The White House said citing errors are a “format of the problem” that does not undermine the importance of reporting.
The US government says it will amend its flagship report on child health, which found to cite non-existent studies.
White House spokesman Karoline Leavitt said Thursday that the citing error was due to “format in question” and would be updated. The issue of the report rarely alleviates concerns over President Donald Trump’s appointment of Robert F. Kennedy Jr. as health and welfare secretary.
The issues with the report, compiled and published by the Make America Healthy (MAHA) committee last week, were revealed by digital news outlet Notus. Although we found that the seven studies referenced did not exist, there were also broken links and “false conclusions.”
Leavitt argued that the issue was “don’t deny the contents of the report. This is, as you know, one of the most transformative health reports ever released by the federal government.”
The report found that processed foods, chemicals, stress, and overprescriptions of drugs and vaccines could be factors behind chronic illness in children, citing more than 500 studies.
However, the authors believed to have produced some of these studies stated that they were not part of the study or that the study was absent.
Noah Cresski, a researcher at Columbia University, who was listed as the author of a paper on adolescent anxiety and depression during Covid-19, told AFP News Agency that the paper was “not one of our studies” and “it appears to be a completely unexisting study.”
The report quote included a link to a broken, peer-reviewed article from Jama Paediatrics Medical Review.

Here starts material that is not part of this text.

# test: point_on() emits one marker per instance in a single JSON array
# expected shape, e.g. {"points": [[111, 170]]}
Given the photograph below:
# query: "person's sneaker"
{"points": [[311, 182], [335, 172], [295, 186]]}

A JAMA Network spokesman said that the article was not listed in Jama Paediatrics or the Jama Network Journal.
A Democratic National Committee on Thursday denounced the report as “false and false,” and accused Kennedy’s agency of “justifying policy priorities with non-existent research and sources.”
Kennedy’s approval as health secretary in February sparked serious controversy. He previously held doubts about vaccine safety for decades and raised concerns within the science and medical community than the policies he pursued.
Since taking on this role, he has fired thousands of workers at federal health agencies, cutting billions of dollars from biomedical research spending.
“The MAHA report remains the same: the historical and transformative assessment by the federal government is a historical and transformative assessment to help understand the epidemic of chronic diseases that are worrisome to our country’s children,” the Department of Health and Human Services said.